This explains why CD and gluten intolerance are associated with several different diseases, including type 1 diabetes, thyroid disorders, osteoporosis, neurodegenerative conditions like Alzheimer’s, Parkinson’s and dementia, psychiatric illness, ADHD, rheumatoid arthritis, migraine, obesity and more. The table below from the same 1999 BMJ paper depicts the increased incidence of other diseases in patients with CD:
As you can see, up to 17% of people with CD have an “undefined neurological disorder”. But even that alarmingly high statistic only accounts for people with diagnosed CD. We know that only 1 in 8 people with CD are diagnosed. We also know that those with CD represent only a small fraction of the population of people with gluten intolerance. With this in mind, it’s not hard to imagine that the number of people with gluten intolerance that have “undefined neurological disorders” (and other associated conditions on the list above) could be significantly higher than current research suggests.

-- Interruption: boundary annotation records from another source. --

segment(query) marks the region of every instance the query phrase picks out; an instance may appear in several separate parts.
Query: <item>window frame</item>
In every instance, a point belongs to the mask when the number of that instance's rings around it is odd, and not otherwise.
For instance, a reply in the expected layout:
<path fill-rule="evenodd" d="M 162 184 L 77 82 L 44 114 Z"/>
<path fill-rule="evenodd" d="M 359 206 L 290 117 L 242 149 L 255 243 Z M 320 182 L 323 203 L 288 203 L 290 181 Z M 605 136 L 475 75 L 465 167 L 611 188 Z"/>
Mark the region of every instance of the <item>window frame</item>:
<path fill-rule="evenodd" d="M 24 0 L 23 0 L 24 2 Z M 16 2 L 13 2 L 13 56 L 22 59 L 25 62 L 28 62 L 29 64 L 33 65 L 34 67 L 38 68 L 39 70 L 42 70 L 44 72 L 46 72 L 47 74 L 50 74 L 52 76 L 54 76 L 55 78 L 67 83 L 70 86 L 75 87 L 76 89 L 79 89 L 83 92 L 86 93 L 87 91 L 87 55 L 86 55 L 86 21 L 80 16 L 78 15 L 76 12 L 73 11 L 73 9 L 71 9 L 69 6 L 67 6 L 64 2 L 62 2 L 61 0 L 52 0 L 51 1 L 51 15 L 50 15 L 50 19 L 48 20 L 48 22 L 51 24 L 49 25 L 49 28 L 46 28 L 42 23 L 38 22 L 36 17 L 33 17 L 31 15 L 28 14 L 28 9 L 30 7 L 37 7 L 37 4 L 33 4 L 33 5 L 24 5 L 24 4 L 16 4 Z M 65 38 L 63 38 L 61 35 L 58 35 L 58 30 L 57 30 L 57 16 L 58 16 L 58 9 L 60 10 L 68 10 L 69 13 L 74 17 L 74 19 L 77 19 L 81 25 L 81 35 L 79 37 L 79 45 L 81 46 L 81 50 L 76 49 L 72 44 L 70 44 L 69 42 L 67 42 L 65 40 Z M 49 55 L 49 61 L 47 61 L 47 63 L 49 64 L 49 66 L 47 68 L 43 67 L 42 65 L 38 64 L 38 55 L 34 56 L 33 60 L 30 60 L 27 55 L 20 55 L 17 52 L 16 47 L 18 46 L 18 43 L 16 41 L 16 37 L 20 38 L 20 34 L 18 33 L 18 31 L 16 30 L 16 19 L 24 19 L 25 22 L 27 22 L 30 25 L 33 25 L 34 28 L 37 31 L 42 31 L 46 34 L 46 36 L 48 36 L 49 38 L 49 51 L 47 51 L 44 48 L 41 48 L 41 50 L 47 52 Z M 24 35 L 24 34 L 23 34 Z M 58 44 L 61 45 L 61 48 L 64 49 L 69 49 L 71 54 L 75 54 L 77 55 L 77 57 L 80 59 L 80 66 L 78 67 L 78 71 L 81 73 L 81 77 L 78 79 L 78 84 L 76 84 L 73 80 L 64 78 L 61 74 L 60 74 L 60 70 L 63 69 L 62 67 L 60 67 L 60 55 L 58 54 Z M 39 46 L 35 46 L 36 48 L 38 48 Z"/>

Finally, we also now know that when you are gluten intolerant – which 33% (if not more) of you are – you will also “cross-react” with other foods that have a similar “molecular signature” to gluten and its components. Unfortunately, the list of these foods (shown below) contains all grains, which is why some medical practitioners (myself included) recommend not just a gluten-free diet, but an entirely grain-free diet. As you can see, it also contains other foods like dairy (alpha & beta casein, casomorphin, milk butyrophilin) and coffee (which is a very common cross-reactant).
- milk butyrophilin
- cow’s milk
- american cheese
- all cereal grains
Industrial seed oils: unnatural and unfit for human consumption
Industrial seed oils (corn, cottonseed, soybean, safflower, sunflower, etc.) have not been a part of the human diet up until relatively recently, when misguided groups like the AHA and the ADA started promoting them as “heart-healthy” alternatives to saturated fat.

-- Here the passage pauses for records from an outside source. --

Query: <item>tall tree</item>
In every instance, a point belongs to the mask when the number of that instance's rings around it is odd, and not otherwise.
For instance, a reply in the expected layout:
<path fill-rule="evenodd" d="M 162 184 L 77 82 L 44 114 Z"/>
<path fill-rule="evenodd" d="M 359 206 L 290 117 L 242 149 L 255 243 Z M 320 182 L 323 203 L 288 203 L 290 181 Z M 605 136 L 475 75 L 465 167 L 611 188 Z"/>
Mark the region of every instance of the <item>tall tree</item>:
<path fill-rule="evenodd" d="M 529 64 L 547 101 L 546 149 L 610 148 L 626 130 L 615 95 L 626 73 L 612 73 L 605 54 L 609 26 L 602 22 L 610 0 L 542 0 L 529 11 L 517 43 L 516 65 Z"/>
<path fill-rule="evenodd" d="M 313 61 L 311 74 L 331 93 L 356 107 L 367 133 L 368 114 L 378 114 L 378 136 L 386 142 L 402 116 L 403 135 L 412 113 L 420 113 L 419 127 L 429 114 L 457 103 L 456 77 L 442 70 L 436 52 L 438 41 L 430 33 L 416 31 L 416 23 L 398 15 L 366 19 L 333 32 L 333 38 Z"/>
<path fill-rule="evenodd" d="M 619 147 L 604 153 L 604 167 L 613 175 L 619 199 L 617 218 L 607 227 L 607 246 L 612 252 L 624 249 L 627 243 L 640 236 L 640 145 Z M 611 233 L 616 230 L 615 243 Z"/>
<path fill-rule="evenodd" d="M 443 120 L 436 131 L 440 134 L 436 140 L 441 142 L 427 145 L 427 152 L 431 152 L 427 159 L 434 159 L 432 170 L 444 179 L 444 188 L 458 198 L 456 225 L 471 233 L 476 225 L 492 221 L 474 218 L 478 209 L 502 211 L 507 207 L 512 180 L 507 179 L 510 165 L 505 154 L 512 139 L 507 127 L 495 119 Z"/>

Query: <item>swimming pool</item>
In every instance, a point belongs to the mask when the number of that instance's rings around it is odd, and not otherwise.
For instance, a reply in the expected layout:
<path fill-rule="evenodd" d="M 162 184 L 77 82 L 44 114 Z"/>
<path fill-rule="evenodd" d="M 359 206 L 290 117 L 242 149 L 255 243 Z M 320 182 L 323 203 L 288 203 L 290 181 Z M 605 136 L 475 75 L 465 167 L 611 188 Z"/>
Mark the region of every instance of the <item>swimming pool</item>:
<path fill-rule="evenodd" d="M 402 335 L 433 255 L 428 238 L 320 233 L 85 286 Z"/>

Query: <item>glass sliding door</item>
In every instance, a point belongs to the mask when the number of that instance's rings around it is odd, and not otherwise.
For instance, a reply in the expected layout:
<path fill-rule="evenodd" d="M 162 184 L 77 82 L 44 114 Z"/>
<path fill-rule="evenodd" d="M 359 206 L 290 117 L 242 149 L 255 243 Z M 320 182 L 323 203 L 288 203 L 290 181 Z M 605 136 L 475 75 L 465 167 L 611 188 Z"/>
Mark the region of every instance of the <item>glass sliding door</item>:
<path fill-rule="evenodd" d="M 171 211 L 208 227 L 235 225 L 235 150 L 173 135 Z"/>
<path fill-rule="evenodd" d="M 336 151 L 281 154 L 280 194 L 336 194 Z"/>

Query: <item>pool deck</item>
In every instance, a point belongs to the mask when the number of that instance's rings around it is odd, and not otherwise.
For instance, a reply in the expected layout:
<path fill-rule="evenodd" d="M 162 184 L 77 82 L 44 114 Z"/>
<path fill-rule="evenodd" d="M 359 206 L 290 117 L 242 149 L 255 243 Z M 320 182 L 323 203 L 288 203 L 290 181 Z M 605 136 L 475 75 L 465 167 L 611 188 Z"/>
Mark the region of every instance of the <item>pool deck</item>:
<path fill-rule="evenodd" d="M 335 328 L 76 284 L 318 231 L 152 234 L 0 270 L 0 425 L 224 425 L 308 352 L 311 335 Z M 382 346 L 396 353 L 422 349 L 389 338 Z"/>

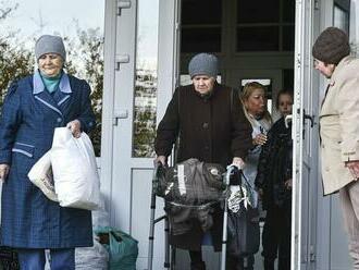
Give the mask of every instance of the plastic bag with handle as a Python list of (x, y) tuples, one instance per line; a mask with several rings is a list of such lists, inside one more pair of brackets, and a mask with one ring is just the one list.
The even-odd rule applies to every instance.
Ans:
[(100, 206), (100, 180), (91, 140), (75, 138), (66, 127), (54, 130), (51, 164), (60, 206), (96, 210)]
[(47, 151), (32, 168), (27, 174), (34, 185), (41, 189), (46, 197), (59, 201), (54, 191), (51, 169), (50, 151)]

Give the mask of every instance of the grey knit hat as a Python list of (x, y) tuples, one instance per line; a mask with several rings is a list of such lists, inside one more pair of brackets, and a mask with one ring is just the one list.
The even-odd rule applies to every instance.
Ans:
[(35, 57), (38, 60), (45, 53), (57, 53), (66, 61), (65, 46), (59, 36), (44, 35), (35, 44)]
[(213, 54), (198, 53), (189, 61), (188, 73), (190, 78), (196, 75), (207, 75), (216, 78), (219, 73), (218, 59)]
[(348, 36), (336, 27), (327, 27), (323, 30), (312, 48), (313, 57), (327, 64), (338, 64), (349, 53)]

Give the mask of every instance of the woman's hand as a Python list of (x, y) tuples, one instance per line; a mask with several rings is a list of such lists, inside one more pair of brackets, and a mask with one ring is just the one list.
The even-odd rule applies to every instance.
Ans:
[(81, 122), (78, 120), (74, 120), (67, 123), (66, 127), (71, 131), (72, 135), (75, 138), (79, 138), (81, 136)]
[(284, 186), (285, 186), (288, 191), (290, 191), (292, 187), (293, 187), (293, 181), (292, 181), (292, 179), (288, 179), (287, 181), (285, 181), (285, 182), (284, 182)]
[(238, 169), (242, 170), (245, 167), (245, 161), (243, 161), (243, 159), (239, 158), (239, 157), (234, 157), (233, 161), (232, 161), (232, 164), (238, 167)]
[(267, 135), (265, 134), (262, 134), (262, 133), (258, 134), (252, 139), (252, 144), (255, 146), (257, 146), (257, 145), (261, 146), (261, 145), (264, 145), (265, 143), (267, 143)]
[(10, 165), (9, 164), (0, 164), (0, 180), (5, 182), (9, 174)]
[(164, 156), (158, 156), (153, 160), (153, 164), (157, 165), (158, 163), (161, 163), (163, 167), (166, 167), (168, 165), (168, 159)]
[(345, 162), (355, 180), (359, 180), (359, 160), (352, 160)]

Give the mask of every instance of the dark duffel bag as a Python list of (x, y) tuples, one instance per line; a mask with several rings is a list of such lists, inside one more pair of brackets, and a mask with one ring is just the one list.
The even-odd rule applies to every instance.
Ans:
[(201, 206), (225, 197), (224, 168), (187, 159), (171, 168), (157, 170), (154, 192), (166, 202)]
[(228, 211), (228, 254), (244, 257), (258, 253), (260, 244), (258, 208)]

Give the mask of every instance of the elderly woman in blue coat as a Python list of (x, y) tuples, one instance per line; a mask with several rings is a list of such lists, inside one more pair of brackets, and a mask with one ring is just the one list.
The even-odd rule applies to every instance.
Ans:
[(27, 173), (51, 148), (55, 127), (75, 137), (95, 126), (90, 87), (67, 75), (61, 37), (45, 35), (35, 45), (38, 71), (13, 82), (0, 120), (1, 245), (18, 251), (21, 269), (75, 269), (75, 247), (92, 246), (91, 212), (60, 207), (30, 183)]

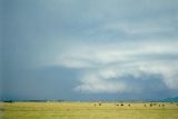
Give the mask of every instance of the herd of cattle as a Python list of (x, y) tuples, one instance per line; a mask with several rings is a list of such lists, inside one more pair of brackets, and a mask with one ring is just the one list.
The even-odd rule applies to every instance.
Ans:
[[(93, 105), (95, 107), (96, 106), (102, 106), (102, 103), (101, 102), (97, 102), (97, 103), (95, 103)], [(123, 107), (123, 106), (128, 106), (128, 107), (131, 107), (131, 105), (130, 103), (115, 103), (115, 106), (120, 106), (120, 107)], [(144, 107), (165, 107), (166, 105), (165, 103), (144, 103)], [(178, 103), (176, 103), (176, 106), (178, 106)]]

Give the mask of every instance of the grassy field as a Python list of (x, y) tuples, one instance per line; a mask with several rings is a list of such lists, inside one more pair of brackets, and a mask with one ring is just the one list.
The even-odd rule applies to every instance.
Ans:
[[(178, 119), (177, 103), (0, 102), (0, 119)], [(164, 105), (164, 106), (162, 106)]]

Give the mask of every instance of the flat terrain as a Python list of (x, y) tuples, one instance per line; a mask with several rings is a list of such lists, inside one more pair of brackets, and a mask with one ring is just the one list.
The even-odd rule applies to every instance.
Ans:
[(0, 102), (0, 119), (178, 119), (177, 103)]

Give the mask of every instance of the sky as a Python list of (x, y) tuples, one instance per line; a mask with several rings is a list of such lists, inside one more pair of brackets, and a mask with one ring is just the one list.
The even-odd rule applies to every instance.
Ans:
[(178, 96), (177, 0), (0, 0), (0, 99)]

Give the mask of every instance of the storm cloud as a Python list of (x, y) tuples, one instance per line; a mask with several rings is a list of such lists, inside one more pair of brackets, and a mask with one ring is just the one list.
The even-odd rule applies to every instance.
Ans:
[(2, 99), (177, 96), (176, 0), (1, 0)]

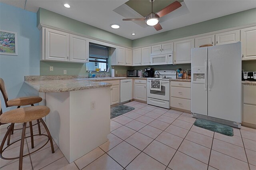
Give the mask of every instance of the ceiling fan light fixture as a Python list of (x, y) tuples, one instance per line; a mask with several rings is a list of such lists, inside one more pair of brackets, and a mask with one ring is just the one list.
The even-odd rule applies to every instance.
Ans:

The graph below shows how dramatically seed oil consumption has risen over the past several decades:
Throughout 4-5 million years of hominid evolution, diets were abundant in seafood and other sources of omega-3 long chain fatty acids (EPA & DHA), but relatively low in omega-6 seed oils.

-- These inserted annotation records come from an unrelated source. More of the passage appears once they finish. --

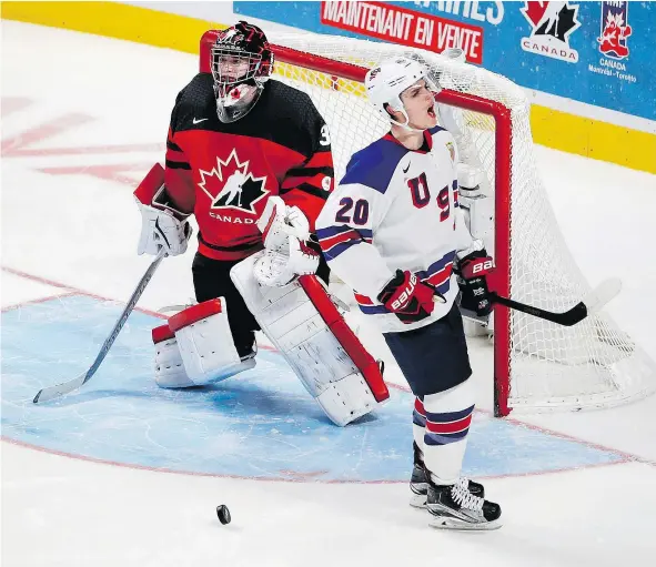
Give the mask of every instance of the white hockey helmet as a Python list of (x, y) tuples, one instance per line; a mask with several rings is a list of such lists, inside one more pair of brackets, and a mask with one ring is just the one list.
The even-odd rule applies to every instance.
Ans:
[[(383, 61), (379, 67), (371, 69), (364, 79), (369, 100), (390, 122), (410, 128), (408, 118), (401, 100), (401, 93), (412, 87), (420, 79), (426, 81), (430, 90), (437, 93), (440, 89), (428, 78), (426, 69), (417, 61), (405, 57), (395, 57)], [(396, 122), (385, 110), (388, 104), (393, 110), (405, 117), (405, 123)]]

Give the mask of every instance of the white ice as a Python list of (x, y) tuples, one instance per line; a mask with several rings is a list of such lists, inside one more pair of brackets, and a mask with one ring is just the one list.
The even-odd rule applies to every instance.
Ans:
[[(127, 298), (149, 260), (128, 184), (38, 171), (148, 164), (163, 151), (12, 155), (7, 140), (62, 114), (79, 125), (22, 148), (163, 142), (198, 58), (2, 21), (2, 99), (34, 103), (2, 119), (2, 306), (64, 293), (47, 280)], [(94, 117), (84, 122), (83, 115)], [(20, 144), (19, 144), (20, 145)], [(9, 150), (9, 151), (8, 151)], [(607, 307), (656, 357), (656, 176), (538, 148), (563, 233), (592, 283), (620, 276)], [(143, 173), (147, 166), (138, 172)], [(138, 181), (138, 172), (127, 173)], [(140, 305), (191, 297), (192, 255), (168, 259)], [(90, 353), (91, 356), (92, 353)], [(485, 379), (485, 376), (480, 379)], [(397, 379), (402, 379), (397, 377)], [(490, 407), (490, 399), (481, 404)], [(17, 566), (653, 565), (656, 399), (594, 413), (524, 418), (626, 453), (622, 464), (486, 480), (504, 510), (496, 533), (428, 528), (407, 487), (272, 483), (163, 474), (59, 456), (3, 441), (1, 563)], [(493, 439), (491, 439), (493, 443)], [(218, 504), (233, 522), (221, 526)]]

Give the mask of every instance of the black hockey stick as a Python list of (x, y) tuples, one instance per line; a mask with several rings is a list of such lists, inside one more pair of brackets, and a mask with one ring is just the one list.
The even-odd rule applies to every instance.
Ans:
[(85, 384), (89, 379), (91, 379), (91, 376), (95, 374), (102, 361), (107, 356), (107, 353), (109, 353), (109, 350), (114, 344), (117, 336), (119, 336), (121, 328), (123, 328), (125, 321), (128, 321), (128, 317), (130, 316), (130, 313), (132, 313), (132, 310), (137, 305), (139, 297), (141, 297), (143, 290), (145, 290), (145, 286), (150, 282), (151, 277), (155, 273), (155, 270), (160, 265), (160, 262), (164, 259), (165, 255), (166, 253), (162, 247), (160, 253), (157, 255), (157, 257), (152, 261), (152, 263), (145, 271), (145, 274), (143, 274), (143, 276), (137, 284), (134, 293), (132, 293), (132, 296), (128, 301), (128, 304), (125, 305), (123, 313), (121, 313), (119, 321), (117, 321), (114, 328), (112, 328), (112, 332), (102, 344), (102, 347), (100, 348), (98, 356), (95, 356), (95, 361), (93, 361), (91, 367), (87, 372), (80, 374), (77, 378), (69, 379), (67, 382), (62, 382), (61, 384), (55, 384), (54, 386), (48, 386), (43, 389), (40, 389), (39, 393), (34, 396), (34, 399), (32, 401), (34, 404), (40, 404), (41, 402), (49, 402), (51, 399), (54, 399), (55, 397), (70, 394), (73, 389), (79, 388), (82, 384)]
[(596, 288), (589, 292), (579, 303), (564, 313), (554, 313), (553, 311), (542, 310), (518, 301), (504, 297), (495, 292), (490, 293), (490, 301), (499, 305), (505, 305), (522, 313), (528, 313), (535, 317), (557, 323), (558, 325), (572, 326), (582, 322), (584, 318), (597, 313), (606, 303), (615, 297), (622, 290), (622, 282), (618, 279), (606, 280)]

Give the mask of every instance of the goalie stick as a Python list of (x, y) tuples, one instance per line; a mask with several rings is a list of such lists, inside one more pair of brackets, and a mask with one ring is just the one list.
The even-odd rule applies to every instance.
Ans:
[(574, 307), (564, 313), (554, 313), (553, 311), (526, 305), (525, 303), (519, 303), (509, 297), (498, 295), (495, 292), (490, 293), (490, 301), (569, 327), (597, 313), (604, 305), (606, 305), (606, 303), (615, 297), (620, 290), (622, 282), (617, 277), (606, 280), (589, 292), (579, 303), (574, 305)]
[(34, 404), (40, 404), (41, 402), (50, 402), (51, 399), (54, 399), (57, 397), (70, 394), (73, 389), (79, 388), (80, 386), (82, 386), (91, 379), (91, 376), (95, 374), (95, 372), (102, 364), (102, 361), (107, 356), (107, 353), (114, 344), (117, 336), (119, 336), (119, 333), (121, 332), (121, 328), (123, 328), (125, 321), (128, 321), (130, 313), (132, 313), (132, 310), (134, 310), (134, 306), (137, 305), (139, 297), (141, 297), (143, 290), (145, 290), (145, 286), (151, 281), (153, 274), (155, 273), (155, 270), (158, 269), (160, 262), (164, 259), (165, 255), (166, 253), (164, 252), (164, 249), (162, 249), (160, 253), (155, 256), (155, 259), (152, 261), (152, 263), (150, 264), (150, 266), (139, 281), (139, 283), (137, 284), (137, 288), (132, 293), (132, 296), (128, 301), (125, 308), (123, 308), (123, 312), (121, 313), (121, 316), (117, 321), (117, 324), (112, 328), (110, 335), (102, 344), (102, 347), (100, 348), (98, 356), (95, 356), (95, 361), (93, 361), (91, 367), (87, 372), (80, 374), (77, 378), (69, 379), (67, 382), (62, 382), (61, 384), (55, 384), (54, 386), (49, 386), (40, 389), (39, 393), (34, 396), (34, 399), (32, 399)]

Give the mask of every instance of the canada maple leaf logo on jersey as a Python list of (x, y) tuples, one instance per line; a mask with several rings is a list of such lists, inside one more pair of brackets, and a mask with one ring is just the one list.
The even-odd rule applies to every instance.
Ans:
[(216, 166), (212, 170), (199, 170), (199, 186), (212, 200), (210, 209), (235, 209), (255, 214), (253, 205), (269, 191), (264, 188), (266, 175), (254, 176), (249, 163), (249, 160), (241, 162), (233, 149), (225, 161), (216, 156)]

Anthropological research suggests that our hunter-gatherer ancestors consumed omega-6 and omega-3 fats in a ratio of roughly 1:1. It also indicates that both ancient and modern hunter-gatherers were free of the modern inflammatory diseases, like heart disease, cancer, and diabetes, that are the primary causes of death and morbidity today.
At the onset of the industrial revolution (about 140 years ago), there was a marked shift in the ratio of n-6 to n-3 fatty acids in the diet. Consumption of n-6 fats increased at the expense of n-3 fats. This change was due to both the advent of the modern vegetable oil industry and the increased use of cereal grains as feed for domestic livestock (which in turn altered the fatty acid profile of meat that humans consumed).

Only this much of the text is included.